Nerve growth factor action on membrane permeation to exogenous substrates in dorsal root ganglionic dissociates from the chick embryo.

An experimental system has been described, in previous studies, where the ability of chick embryo dorsal root ganglionic cells to incorporate radiouridine into RNA declines in the absence of nerve growth factor (NGF), and is promptly restored by delayed supply of the factor. Following these early and fully reversible events, further NGF deprivation causes progressive irreversible damage. The early decline in RNA labeling and its reversion by NGF are accompanied by similar changes in the accumulation of acid-soluble radioactivity from the exogenous radiouridine substrate. In the present study, it is shown that the NGF-dependent accumulation of "soluble" radiomaterials is independent from, and responsible for, the NGF-dependent alterations in RNA labeling.
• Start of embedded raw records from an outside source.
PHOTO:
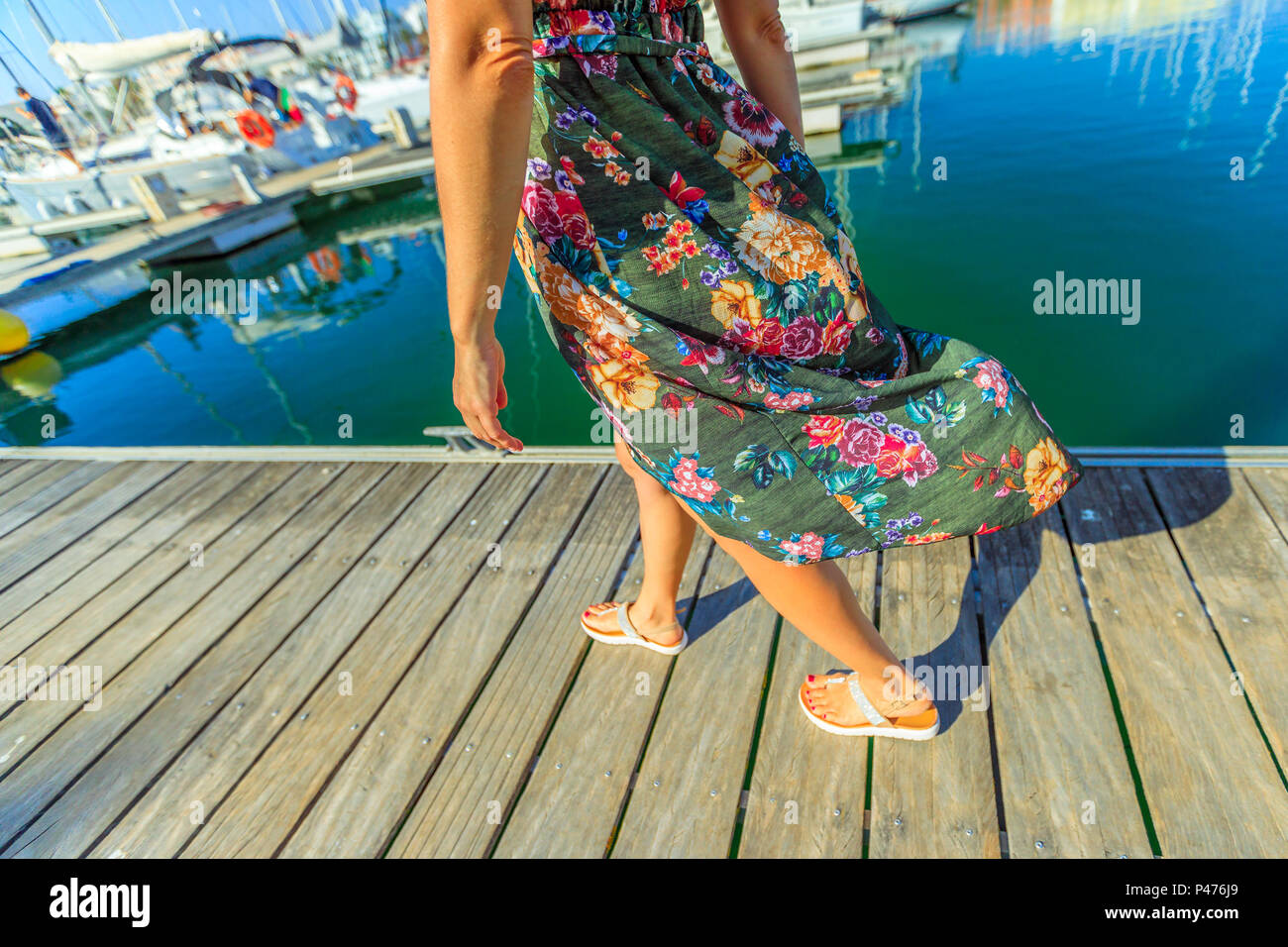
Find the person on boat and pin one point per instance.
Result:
(53, 131)
(271, 97)
(690, 264)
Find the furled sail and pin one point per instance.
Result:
(111, 59)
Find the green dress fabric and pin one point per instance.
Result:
(691, 266)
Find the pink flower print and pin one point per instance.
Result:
(809, 547)
(688, 482)
(793, 401)
(861, 444)
(992, 375)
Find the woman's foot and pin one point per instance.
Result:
(828, 697)
(655, 626)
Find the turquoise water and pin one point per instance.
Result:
(1112, 162)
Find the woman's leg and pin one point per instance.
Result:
(816, 598)
(666, 536)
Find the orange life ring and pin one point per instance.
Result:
(256, 128)
(326, 264)
(346, 93)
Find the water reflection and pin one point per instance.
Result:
(1086, 133)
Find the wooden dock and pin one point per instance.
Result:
(382, 659)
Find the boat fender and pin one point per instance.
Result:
(256, 128)
(346, 93)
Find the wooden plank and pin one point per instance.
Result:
(1270, 486)
(34, 495)
(571, 810)
(209, 655)
(13, 472)
(1209, 779)
(1239, 564)
(460, 812)
(172, 626)
(439, 637)
(123, 538)
(936, 799)
(687, 797)
(159, 825)
(806, 797)
(68, 521)
(1064, 774)
(99, 595)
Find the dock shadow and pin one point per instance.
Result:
(1022, 561)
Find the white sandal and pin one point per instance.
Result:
(629, 635)
(921, 725)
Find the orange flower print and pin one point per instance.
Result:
(600, 150)
(784, 249)
(627, 384)
(926, 538)
(1044, 468)
(735, 300)
(745, 161)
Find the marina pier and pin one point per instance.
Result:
(381, 659)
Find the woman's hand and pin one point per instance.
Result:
(478, 390)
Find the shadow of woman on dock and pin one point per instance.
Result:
(1112, 502)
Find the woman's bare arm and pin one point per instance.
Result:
(481, 110)
(760, 47)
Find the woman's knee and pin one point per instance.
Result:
(643, 479)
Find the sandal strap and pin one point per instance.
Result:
(862, 701)
(625, 622)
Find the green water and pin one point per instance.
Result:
(1106, 163)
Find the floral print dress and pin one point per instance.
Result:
(691, 266)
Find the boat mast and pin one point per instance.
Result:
(94, 118)
(123, 86)
(175, 8)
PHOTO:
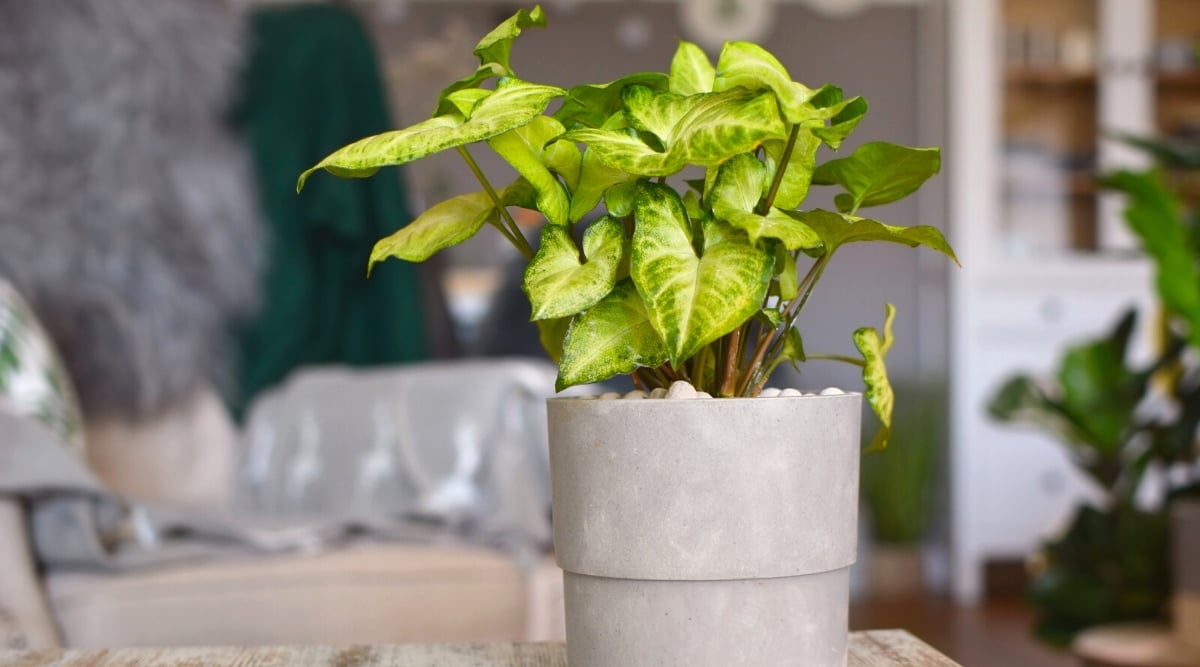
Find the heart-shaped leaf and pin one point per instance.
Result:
(739, 186)
(525, 149)
(439, 227)
(846, 116)
(750, 66)
(693, 299)
(558, 283)
(875, 374)
(592, 106)
(793, 188)
(879, 173)
(497, 46)
(703, 130)
(611, 338)
(1155, 215)
(690, 71)
(838, 229)
(595, 179)
(513, 104)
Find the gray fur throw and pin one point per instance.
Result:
(126, 206)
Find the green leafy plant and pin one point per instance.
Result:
(1121, 420)
(703, 280)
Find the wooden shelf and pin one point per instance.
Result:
(1049, 77)
(1179, 79)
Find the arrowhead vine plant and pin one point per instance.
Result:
(705, 282)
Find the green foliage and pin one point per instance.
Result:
(705, 287)
(1111, 563)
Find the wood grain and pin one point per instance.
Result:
(876, 648)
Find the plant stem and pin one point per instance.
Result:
(790, 313)
(515, 236)
(765, 208)
(838, 358)
(731, 362)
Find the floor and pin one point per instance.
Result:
(994, 635)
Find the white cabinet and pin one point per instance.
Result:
(1035, 84)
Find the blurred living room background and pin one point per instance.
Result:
(256, 444)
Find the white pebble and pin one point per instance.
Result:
(681, 389)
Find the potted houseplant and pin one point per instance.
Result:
(1131, 428)
(706, 532)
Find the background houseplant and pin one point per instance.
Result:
(678, 521)
(1123, 421)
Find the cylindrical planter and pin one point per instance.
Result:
(1186, 570)
(706, 532)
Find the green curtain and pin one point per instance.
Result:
(311, 86)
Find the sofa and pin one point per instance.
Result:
(389, 505)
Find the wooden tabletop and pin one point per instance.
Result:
(875, 648)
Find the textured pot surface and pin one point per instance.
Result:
(706, 532)
(1186, 569)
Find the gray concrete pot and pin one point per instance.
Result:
(706, 532)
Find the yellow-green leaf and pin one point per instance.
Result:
(595, 179)
(739, 186)
(879, 173)
(513, 104)
(750, 66)
(497, 44)
(525, 149)
(691, 299)
(558, 283)
(611, 338)
(798, 173)
(875, 374)
(439, 227)
(838, 229)
(690, 71)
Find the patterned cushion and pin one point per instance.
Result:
(33, 379)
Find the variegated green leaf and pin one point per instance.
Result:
(595, 179)
(525, 149)
(447, 100)
(551, 334)
(619, 198)
(739, 186)
(727, 124)
(497, 44)
(879, 173)
(513, 104)
(875, 374)
(558, 283)
(610, 338)
(750, 66)
(624, 151)
(659, 113)
(439, 227)
(693, 300)
(845, 119)
(789, 277)
(462, 102)
(798, 174)
(690, 71)
(838, 229)
(592, 106)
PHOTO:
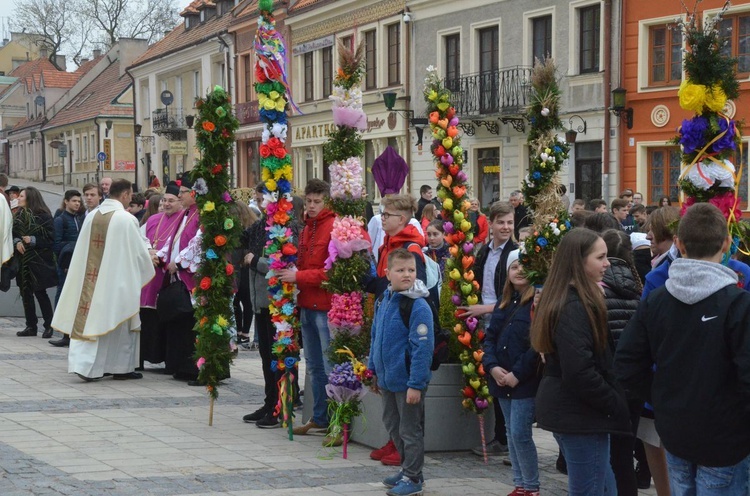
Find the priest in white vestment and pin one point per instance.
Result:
(100, 302)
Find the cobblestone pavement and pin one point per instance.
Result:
(59, 435)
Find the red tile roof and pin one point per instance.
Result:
(29, 123)
(98, 98)
(180, 38)
(303, 5)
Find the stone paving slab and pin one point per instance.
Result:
(61, 436)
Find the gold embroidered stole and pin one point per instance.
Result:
(97, 242)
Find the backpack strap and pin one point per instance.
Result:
(404, 307)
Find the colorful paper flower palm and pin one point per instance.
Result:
(541, 185)
(276, 175)
(216, 126)
(448, 155)
(710, 139)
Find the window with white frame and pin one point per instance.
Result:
(735, 34)
(371, 60)
(541, 38)
(394, 54)
(308, 75)
(664, 56)
(452, 43)
(589, 36)
(327, 64)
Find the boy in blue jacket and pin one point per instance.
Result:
(400, 359)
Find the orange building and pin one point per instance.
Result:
(652, 72)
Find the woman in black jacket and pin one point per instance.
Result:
(513, 365)
(33, 237)
(578, 399)
(622, 293)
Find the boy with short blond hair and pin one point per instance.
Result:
(400, 358)
(687, 351)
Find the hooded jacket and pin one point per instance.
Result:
(696, 329)
(401, 356)
(507, 345)
(313, 252)
(254, 241)
(622, 294)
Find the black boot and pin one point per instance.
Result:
(29, 331)
(63, 342)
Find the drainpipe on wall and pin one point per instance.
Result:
(407, 90)
(135, 139)
(607, 97)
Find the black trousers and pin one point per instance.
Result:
(29, 307)
(243, 306)
(153, 337)
(180, 347)
(265, 329)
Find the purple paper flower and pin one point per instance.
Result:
(692, 134)
(726, 142)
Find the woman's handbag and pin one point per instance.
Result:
(8, 272)
(173, 300)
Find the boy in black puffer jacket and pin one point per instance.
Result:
(696, 329)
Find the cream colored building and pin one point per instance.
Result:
(94, 116)
(184, 65)
(316, 28)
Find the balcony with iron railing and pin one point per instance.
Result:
(170, 122)
(247, 112)
(488, 96)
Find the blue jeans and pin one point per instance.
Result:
(690, 479)
(316, 339)
(589, 471)
(519, 415)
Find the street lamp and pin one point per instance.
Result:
(618, 106)
(571, 134)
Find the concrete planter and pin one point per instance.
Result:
(448, 426)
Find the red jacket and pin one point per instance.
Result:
(313, 252)
(409, 234)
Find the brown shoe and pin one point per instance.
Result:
(304, 430)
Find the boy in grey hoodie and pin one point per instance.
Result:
(696, 330)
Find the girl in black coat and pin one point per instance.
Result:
(512, 364)
(578, 399)
(622, 293)
(33, 237)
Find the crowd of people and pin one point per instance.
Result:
(635, 354)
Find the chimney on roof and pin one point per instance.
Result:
(60, 62)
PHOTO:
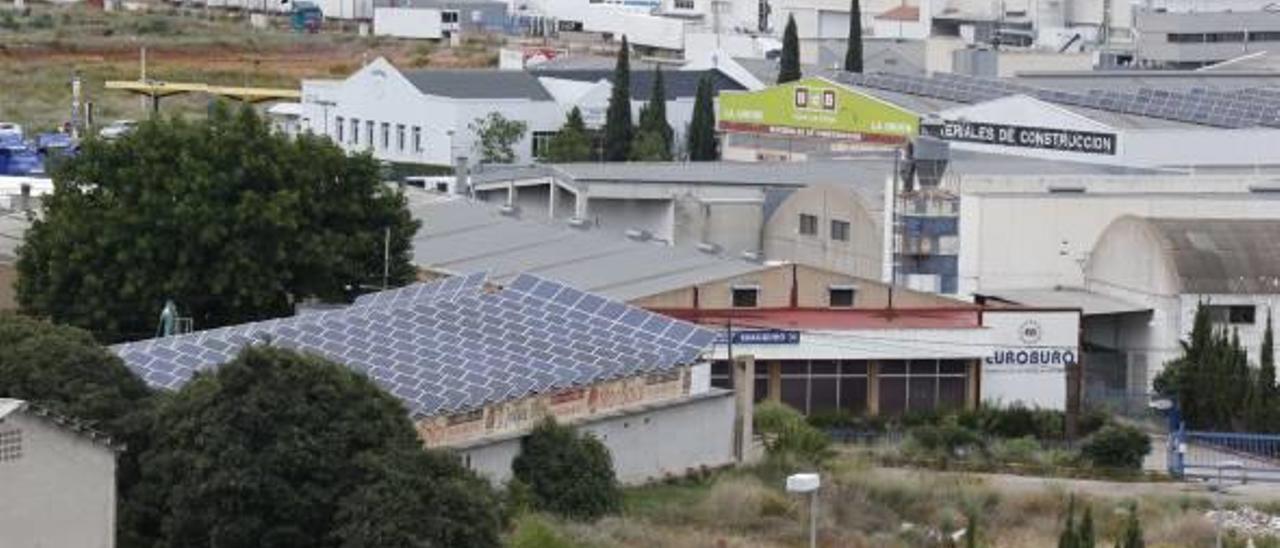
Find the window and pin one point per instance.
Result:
(1233, 314)
(808, 224)
(841, 296)
(746, 296)
(840, 229)
(10, 446)
(542, 140)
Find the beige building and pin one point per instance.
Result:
(59, 480)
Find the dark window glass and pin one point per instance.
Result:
(853, 394)
(892, 397)
(892, 368)
(795, 392)
(822, 394)
(951, 392)
(823, 368)
(853, 368)
(841, 296)
(923, 394)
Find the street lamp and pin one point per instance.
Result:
(801, 484)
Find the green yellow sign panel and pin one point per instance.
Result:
(816, 108)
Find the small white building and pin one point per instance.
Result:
(59, 480)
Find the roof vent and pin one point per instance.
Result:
(639, 234)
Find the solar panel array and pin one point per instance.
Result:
(449, 346)
(1197, 106)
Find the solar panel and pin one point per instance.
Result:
(451, 346)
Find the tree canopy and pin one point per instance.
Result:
(284, 450)
(229, 219)
(571, 142)
(700, 138)
(617, 119)
(497, 137)
(789, 67)
(854, 49)
(567, 473)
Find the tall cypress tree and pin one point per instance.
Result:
(617, 122)
(654, 128)
(854, 53)
(789, 67)
(702, 128)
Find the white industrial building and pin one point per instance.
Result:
(424, 117)
(59, 480)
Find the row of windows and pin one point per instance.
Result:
(352, 135)
(749, 296)
(1220, 37)
(809, 227)
(823, 386)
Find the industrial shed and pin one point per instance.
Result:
(478, 365)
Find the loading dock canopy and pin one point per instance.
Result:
(1089, 304)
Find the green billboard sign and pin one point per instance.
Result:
(816, 108)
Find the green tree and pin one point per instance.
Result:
(64, 370)
(567, 473)
(287, 450)
(571, 142)
(229, 219)
(617, 119)
(653, 122)
(497, 137)
(854, 50)
(1132, 530)
(702, 128)
(789, 67)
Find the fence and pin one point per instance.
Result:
(1228, 456)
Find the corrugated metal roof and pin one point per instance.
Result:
(1223, 255)
(479, 83)
(460, 236)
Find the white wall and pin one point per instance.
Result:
(60, 492)
(1015, 233)
(408, 22)
(647, 444)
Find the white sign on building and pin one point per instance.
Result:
(1028, 357)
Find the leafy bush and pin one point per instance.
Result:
(1116, 447)
(568, 473)
(787, 435)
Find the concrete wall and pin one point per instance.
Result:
(647, 444)
(813, 287)
(862, 255)
(1018, 232)
(60, 492)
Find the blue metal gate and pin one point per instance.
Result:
(1226, 456)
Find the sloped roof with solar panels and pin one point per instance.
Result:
(1198, 106)
(452, 346)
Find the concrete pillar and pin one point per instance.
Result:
(744, 391)
(873, 387)
(776, 382)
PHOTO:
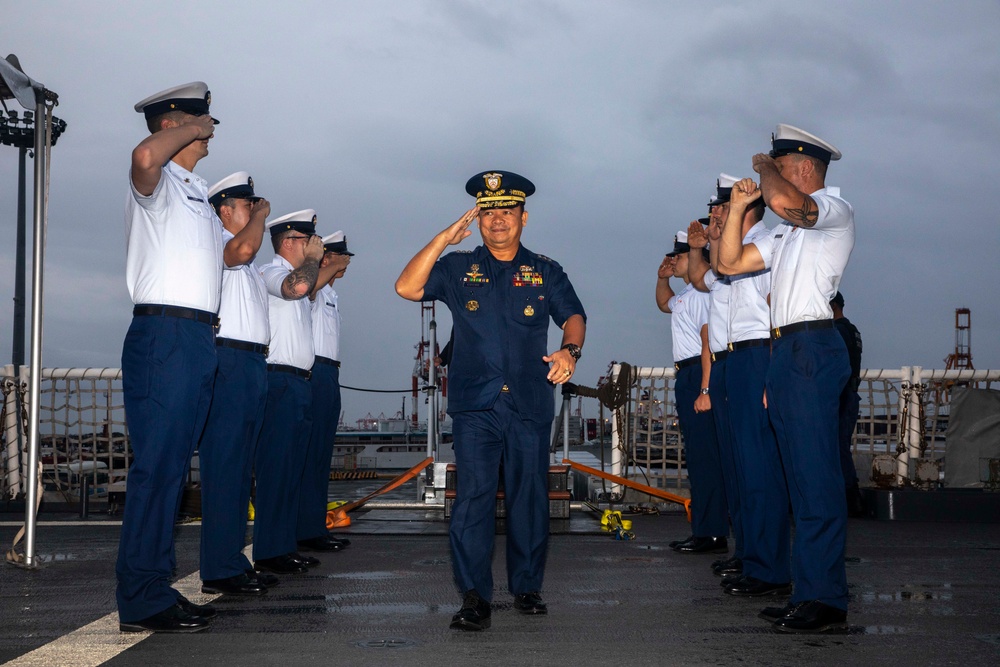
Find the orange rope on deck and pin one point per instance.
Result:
(337, 517)
(658, 493)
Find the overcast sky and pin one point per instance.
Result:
(623, 114)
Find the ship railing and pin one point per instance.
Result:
(902, 422)
(83, 435)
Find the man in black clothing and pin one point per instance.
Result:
(849, 402)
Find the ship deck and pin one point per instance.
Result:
(920, 593)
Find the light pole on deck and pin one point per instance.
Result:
(38, 129)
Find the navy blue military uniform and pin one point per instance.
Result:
(502, 405)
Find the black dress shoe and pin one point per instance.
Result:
(750, 587)
(203, 610)
(241, 584)
(474, 614)
(268, 580)
(772, 614)
(323, 543)
(728, 567)
(813, 617)
(308, 561)
(280, 565)
(530, 603)
(171, 619)
(703, 545)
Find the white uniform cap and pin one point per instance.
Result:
(234, 186)
(790, 140)
(303, 221)
(336, 242)
(193, 98)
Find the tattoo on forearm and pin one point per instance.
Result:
(304, 275)
(805, 216)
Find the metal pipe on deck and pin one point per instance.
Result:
(35, 379)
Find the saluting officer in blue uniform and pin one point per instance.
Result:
(227, 446)
(807, 255)
(173, 269)
(311, 531)
(501, 296)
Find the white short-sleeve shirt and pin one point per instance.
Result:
(807, 263)
(326, 323)
(289, 322)
(749, 314)
(243, 311)
(173, 243)
(689, 310)
(718, 313)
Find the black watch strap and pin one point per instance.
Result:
(574, 350)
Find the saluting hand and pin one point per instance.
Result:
(666, 269)
(762, 161)
(745, 192)
(459, 230)
(697, 238)
(314, 248)
(260, 207)
(206, 128)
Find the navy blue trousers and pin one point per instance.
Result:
(226, 455)
(278, 464)
(724, 435)
(483, 440)
(709, 515)
(325, 412)
(849, 404)
(763, 492)
(168, 368)
(808, 370)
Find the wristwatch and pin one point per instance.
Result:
(574, 350)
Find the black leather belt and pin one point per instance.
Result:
(684, 363)
(294, 370)
(808, 325)
(246, 346)
(202, 316)
(743, 344)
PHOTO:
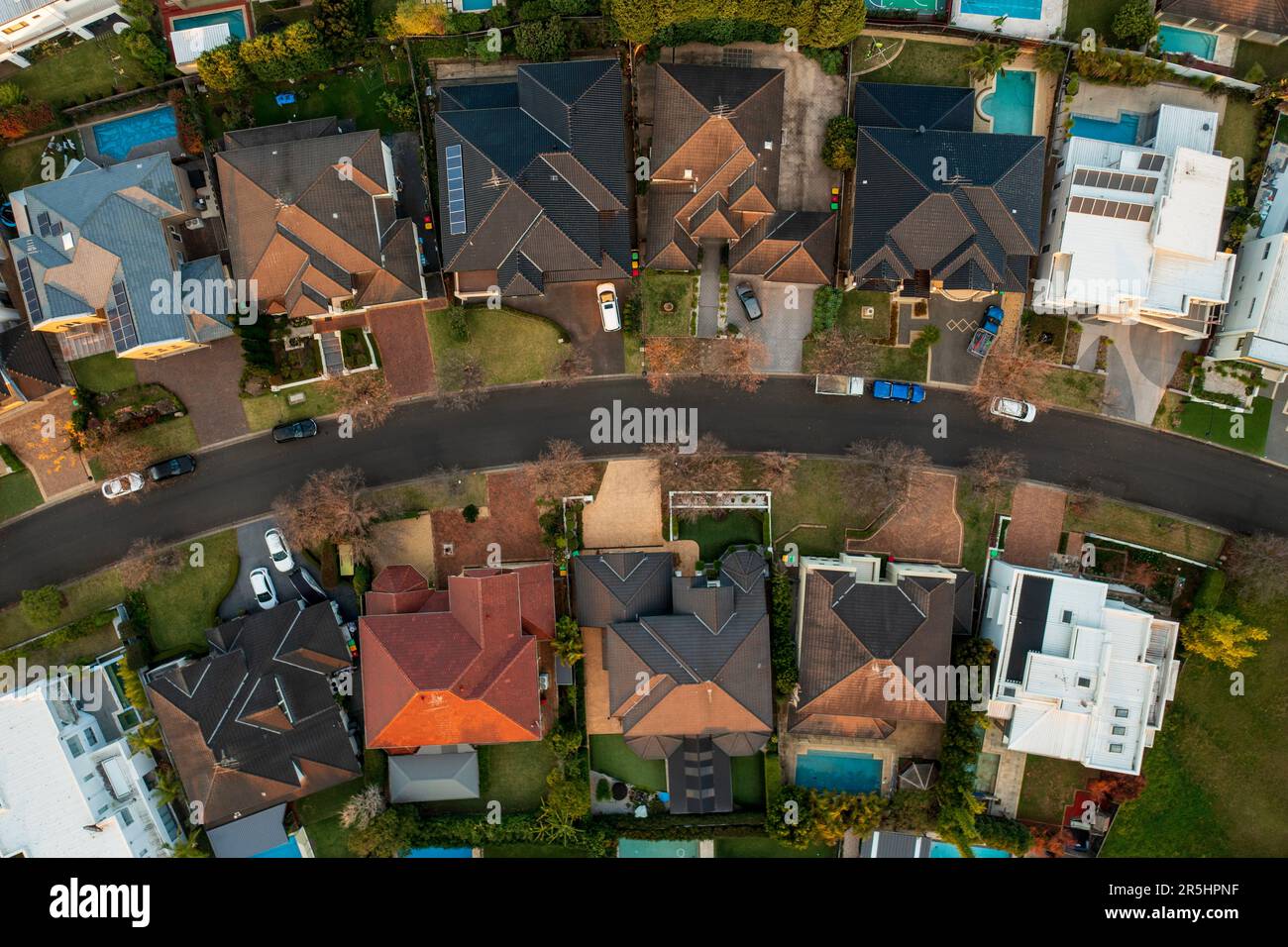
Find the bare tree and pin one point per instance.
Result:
(147, 561)
(561, 471)
(329, 508)
(885, 468)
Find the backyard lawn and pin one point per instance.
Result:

Both changes are measurable with labeled cytidine and guanosine, as well as uridine, and in all cases accumulation of acid-precipitable and acid-soluble radioactivities are strictly proportional to each other. The acid-soluble responses to NGF are not prevented by actinomycin D or cycloheximide treatments, demonstrating that they require neither ongoing syntheses of RNA or protein nor prior effects of NGF on them. Chromatography of acid-soluble radiopools showed that the NGF-dependent increase was not due to a distortion in the intracellular phosphorylation of uridine; but involved corresponding increases in all the radiouridine derivatives including UTP. The time patterns of the acid-soluble response were comparable to those of the RNA labeling response, and maximal NGF effects occurred within minutes of its presentation. Finally, 2-deoxyglucose and a-aminoisobutyric acid, but not leucine, showed NGF-dependent accumulation patterns similar to those of the 3 nucleosides. It is proposed that regulation of selected membrane permeation properties could be the primary process through which NGF exerts its trophic role.